Looks like I forgot to add pollydev as a subscriber. Shall I resubmit the patch?

Thanks for the test case

Looks like I forgot to add pollydev as a subscriber. Shall I resubmit the patch?

Don't think it's necessary.

include/polly/Support/ISLTools.h
50

What I mean is that the iterator could increase isl's ref counter to ensure that it is not free'd as long as one iterator exists. That is, is the following code valid?

basic_set_iterator I, E;
{
  auto List = S.get_basic_set_list();
  I = begin(List); E = end(List);
} // List out-of-scope here
for (; I != E; ++I) { ... }
unittests/Support/ISLTools.cpp
13

Ctx no free'd?

Thank you Philip. This clearly looks a lot better than my patch. From my perspective this looks good after Michael's comments are addressed. Thanks a lot.

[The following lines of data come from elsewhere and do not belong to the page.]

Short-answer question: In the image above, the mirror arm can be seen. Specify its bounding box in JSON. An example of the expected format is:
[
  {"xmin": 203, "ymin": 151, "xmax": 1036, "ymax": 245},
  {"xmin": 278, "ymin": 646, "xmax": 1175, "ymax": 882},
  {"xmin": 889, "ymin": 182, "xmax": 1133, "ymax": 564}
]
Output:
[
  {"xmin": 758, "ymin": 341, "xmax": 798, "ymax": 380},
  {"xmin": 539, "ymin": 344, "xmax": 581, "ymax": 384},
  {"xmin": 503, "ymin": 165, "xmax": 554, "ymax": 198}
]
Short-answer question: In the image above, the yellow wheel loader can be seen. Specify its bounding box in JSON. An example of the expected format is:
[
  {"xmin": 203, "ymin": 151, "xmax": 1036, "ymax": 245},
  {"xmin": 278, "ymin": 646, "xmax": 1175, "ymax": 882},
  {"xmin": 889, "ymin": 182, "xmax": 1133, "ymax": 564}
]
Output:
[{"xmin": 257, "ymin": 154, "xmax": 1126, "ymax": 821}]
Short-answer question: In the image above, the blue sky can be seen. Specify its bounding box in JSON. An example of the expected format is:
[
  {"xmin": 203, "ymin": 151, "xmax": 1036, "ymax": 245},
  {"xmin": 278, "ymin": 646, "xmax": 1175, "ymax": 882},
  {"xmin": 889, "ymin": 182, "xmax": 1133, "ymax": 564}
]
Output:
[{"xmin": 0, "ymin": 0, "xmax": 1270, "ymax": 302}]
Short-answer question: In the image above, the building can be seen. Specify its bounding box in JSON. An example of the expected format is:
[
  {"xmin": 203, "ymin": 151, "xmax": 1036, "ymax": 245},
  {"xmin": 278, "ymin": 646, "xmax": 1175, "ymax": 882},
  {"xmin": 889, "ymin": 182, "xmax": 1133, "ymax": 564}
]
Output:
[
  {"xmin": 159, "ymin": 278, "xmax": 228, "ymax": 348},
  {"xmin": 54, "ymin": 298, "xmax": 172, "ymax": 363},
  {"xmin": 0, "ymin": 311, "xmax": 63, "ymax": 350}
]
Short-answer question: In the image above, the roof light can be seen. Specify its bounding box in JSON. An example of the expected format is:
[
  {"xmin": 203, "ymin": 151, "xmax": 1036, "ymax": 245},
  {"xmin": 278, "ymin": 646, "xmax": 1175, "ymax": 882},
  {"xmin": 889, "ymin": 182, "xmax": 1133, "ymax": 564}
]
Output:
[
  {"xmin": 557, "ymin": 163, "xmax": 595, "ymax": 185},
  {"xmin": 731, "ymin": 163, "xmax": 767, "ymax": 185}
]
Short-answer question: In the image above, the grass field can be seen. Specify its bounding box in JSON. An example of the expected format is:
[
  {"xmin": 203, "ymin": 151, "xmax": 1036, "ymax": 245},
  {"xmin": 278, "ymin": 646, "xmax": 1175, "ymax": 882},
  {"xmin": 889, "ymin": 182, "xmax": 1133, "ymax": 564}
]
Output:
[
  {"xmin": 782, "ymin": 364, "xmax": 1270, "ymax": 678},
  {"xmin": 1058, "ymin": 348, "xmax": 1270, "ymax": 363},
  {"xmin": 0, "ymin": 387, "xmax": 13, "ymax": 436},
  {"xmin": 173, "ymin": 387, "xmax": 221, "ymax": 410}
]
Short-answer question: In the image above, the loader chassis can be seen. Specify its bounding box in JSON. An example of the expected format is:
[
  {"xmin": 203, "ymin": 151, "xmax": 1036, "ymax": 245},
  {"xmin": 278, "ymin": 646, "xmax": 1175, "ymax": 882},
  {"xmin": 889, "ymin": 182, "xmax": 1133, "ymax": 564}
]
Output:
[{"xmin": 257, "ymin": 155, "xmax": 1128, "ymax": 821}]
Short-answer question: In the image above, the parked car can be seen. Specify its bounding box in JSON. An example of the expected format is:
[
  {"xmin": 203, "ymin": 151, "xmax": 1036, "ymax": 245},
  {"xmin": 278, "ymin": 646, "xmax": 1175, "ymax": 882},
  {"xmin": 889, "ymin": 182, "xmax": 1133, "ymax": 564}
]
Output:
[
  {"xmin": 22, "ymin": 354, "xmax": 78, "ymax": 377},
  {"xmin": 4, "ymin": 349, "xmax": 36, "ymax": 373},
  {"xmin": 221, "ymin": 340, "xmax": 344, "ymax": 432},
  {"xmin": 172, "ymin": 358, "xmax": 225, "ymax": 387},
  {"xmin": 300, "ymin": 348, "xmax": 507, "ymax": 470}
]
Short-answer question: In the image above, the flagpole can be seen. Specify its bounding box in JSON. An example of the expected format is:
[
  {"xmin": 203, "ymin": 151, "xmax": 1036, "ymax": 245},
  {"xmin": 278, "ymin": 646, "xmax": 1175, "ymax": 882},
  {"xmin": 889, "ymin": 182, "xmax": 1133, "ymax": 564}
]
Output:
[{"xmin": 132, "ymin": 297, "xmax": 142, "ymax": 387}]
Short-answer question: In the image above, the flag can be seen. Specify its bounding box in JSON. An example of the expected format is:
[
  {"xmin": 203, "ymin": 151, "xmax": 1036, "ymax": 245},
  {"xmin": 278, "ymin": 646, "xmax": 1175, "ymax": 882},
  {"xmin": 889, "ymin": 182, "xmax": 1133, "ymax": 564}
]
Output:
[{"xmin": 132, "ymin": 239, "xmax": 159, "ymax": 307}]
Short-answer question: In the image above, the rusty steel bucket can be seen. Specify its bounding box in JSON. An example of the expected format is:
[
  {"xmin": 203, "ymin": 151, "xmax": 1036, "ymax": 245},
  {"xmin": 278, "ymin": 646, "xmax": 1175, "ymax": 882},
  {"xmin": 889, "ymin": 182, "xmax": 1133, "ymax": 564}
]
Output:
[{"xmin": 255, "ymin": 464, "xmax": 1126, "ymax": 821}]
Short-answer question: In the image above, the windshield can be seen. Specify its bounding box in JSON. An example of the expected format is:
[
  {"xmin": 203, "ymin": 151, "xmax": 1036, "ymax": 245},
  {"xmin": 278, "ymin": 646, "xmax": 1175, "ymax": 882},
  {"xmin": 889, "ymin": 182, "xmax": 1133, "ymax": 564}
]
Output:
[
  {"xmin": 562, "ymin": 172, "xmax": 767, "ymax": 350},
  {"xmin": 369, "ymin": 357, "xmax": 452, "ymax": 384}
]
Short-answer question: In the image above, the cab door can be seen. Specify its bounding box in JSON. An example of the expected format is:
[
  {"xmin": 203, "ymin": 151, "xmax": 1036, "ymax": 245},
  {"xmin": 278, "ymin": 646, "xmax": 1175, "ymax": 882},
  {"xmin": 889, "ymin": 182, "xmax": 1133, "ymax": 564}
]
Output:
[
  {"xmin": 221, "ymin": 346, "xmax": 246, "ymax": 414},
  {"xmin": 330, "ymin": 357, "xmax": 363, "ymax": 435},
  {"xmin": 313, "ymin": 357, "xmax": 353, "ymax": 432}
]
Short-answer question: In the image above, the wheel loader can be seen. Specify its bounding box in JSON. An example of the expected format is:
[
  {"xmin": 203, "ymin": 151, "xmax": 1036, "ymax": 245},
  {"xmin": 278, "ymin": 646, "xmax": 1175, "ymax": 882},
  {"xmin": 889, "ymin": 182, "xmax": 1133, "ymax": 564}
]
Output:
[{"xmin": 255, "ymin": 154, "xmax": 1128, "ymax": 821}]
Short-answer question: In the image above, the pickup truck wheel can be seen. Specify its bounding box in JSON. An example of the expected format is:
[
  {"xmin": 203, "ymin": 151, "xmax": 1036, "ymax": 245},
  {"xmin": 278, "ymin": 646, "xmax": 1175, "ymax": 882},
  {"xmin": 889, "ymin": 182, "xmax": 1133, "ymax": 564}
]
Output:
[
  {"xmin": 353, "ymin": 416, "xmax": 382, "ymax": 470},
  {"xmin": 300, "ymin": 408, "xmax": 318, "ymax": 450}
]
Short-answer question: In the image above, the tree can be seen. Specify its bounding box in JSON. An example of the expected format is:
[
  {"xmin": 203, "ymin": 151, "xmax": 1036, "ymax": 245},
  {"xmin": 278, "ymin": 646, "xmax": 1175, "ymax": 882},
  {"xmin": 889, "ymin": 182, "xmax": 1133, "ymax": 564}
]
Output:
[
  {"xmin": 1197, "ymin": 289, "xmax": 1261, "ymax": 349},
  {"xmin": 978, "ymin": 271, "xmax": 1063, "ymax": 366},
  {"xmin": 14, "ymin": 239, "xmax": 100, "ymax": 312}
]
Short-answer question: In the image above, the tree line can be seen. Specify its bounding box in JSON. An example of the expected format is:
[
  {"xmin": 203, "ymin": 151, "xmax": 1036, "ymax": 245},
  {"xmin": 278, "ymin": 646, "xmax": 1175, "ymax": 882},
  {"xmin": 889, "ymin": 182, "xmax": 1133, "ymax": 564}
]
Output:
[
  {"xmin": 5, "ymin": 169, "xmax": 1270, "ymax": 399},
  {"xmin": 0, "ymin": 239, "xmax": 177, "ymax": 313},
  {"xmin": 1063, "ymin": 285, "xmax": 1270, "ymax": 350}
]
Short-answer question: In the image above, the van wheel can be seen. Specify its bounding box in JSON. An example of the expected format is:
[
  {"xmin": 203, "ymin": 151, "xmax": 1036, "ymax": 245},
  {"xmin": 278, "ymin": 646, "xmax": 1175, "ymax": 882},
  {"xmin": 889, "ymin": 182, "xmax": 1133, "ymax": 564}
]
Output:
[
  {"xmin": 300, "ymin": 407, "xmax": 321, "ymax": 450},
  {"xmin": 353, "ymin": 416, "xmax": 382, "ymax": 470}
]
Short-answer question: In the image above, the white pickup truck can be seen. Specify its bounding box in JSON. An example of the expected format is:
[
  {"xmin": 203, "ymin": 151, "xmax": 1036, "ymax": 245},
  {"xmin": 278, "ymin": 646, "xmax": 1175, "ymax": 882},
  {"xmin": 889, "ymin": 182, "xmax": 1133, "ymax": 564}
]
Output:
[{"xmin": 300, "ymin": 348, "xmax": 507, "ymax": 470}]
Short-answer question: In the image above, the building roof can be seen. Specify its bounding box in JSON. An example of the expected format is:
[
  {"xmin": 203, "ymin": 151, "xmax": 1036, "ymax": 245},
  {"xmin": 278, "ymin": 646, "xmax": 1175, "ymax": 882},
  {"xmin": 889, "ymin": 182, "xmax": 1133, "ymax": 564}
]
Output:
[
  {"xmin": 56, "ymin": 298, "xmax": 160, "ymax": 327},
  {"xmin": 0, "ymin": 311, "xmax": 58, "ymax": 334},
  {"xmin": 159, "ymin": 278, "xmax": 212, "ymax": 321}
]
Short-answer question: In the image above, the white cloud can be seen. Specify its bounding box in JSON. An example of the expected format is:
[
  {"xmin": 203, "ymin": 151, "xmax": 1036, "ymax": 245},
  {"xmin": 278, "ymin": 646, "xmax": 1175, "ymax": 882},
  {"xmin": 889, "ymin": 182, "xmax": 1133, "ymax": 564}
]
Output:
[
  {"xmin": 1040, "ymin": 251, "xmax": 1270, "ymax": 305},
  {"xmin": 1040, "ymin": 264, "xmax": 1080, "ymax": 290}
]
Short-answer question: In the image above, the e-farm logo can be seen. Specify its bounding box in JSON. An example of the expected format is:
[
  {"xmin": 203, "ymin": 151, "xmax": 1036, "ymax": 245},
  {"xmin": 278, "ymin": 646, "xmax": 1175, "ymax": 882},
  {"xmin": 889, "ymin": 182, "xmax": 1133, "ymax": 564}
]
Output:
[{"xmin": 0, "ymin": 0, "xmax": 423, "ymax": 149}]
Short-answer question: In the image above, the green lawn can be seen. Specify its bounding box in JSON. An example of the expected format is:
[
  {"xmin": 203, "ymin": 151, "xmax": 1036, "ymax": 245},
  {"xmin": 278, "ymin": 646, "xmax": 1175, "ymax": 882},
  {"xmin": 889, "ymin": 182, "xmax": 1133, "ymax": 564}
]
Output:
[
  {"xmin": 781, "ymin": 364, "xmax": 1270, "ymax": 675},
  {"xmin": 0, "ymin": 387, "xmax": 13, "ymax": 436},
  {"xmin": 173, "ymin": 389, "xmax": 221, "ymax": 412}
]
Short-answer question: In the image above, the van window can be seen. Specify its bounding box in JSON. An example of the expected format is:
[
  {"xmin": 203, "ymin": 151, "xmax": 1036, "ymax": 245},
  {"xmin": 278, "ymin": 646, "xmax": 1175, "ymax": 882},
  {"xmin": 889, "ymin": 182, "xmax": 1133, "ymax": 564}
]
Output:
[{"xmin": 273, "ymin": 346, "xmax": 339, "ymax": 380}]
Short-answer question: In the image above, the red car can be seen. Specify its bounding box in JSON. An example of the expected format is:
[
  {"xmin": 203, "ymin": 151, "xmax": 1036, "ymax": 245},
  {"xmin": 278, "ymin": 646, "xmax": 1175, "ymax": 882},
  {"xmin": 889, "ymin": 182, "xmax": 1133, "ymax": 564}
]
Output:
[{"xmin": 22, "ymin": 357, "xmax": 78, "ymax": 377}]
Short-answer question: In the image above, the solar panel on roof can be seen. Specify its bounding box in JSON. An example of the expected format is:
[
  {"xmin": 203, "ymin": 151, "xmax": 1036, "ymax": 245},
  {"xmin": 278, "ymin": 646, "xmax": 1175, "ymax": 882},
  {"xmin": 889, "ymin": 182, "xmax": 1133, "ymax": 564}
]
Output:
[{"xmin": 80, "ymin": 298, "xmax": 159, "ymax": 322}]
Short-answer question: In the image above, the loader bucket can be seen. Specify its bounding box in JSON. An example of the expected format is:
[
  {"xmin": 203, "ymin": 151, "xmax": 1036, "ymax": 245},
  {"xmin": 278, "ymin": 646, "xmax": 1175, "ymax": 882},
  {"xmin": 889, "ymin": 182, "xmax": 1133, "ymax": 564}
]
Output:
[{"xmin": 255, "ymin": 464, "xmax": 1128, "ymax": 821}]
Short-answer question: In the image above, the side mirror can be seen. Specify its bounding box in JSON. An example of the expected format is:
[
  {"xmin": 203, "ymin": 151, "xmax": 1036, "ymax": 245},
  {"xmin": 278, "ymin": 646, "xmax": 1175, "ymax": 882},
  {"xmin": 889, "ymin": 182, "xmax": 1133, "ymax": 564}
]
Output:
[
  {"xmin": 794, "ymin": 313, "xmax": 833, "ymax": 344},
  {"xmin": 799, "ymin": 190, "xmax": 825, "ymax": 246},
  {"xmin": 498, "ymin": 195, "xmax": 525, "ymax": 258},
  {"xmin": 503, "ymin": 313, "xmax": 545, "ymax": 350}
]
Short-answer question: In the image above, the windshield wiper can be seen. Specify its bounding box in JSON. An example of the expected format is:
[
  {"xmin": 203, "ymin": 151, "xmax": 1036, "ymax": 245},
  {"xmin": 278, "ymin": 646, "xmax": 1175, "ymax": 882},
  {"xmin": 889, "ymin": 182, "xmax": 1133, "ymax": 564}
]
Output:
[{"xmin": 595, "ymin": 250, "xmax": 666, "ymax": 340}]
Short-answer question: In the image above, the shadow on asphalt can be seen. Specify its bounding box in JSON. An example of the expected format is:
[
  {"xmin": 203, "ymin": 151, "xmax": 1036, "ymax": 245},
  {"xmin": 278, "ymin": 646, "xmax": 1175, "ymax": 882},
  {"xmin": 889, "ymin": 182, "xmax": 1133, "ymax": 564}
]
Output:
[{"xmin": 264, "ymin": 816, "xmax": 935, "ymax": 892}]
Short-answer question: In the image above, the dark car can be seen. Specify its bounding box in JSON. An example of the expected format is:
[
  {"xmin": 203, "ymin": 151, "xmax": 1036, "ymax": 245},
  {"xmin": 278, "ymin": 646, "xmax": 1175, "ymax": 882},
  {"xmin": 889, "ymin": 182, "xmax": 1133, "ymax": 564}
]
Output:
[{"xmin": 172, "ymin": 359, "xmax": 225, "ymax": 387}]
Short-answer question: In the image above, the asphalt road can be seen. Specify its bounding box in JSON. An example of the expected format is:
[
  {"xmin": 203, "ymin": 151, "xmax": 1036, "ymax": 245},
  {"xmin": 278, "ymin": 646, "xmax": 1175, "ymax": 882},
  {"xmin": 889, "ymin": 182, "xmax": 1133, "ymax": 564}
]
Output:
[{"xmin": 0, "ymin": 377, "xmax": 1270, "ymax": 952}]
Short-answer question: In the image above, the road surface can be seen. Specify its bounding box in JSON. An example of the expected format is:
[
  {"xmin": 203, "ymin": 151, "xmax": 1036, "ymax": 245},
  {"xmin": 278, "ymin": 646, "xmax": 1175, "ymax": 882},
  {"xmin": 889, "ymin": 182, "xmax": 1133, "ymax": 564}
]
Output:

philip.pfaffe marked an inline comment as done.
Free the context in the unittest.
philip.pfaffe marked an inline comment as done.Jun 18 2018, 3:24 AM
philip.pfaffe added inline comments.
include/polly/Support/ISLTools.h
50

Well, if you destroy the container you obtained iterators for and then use the iterators, that's on you ;)

Meinersbur added inline comments.Jun 18 2018, 9:47 AM
include/polly/Support/ISLTools.h
50

Using reference counting would allow us to not invalidate the iterators.

It's not just destroying the container, but also modifying it while iterating. Isl objects are reference counted, so the underlying object might be shared by other references as well.

At least it should be documented when iterators are invalidated.

unittests/Support/ISLTools.cpp
24

[suggestion] I quite like using RAII to free the isl_ctx as done in IslTest.cpp:

std::unique_ptr<isl_ctx, decltype(&isl_ctx_free)> Ctx(isl_ctx_alloc(), &isl_ctx_free);
philip.pfaffe added inline comments.Jun 19 2018, 2:15 AM
include/polly/Support/ISLTools.h
50

If I capture the List by value, how do I compare iterators? I'll have to compare the lists by value then, and that's quite expensive.

I can certainly document iterator invalidation, but it behaves just as you'd expect: destruction or modification of the list invalidate.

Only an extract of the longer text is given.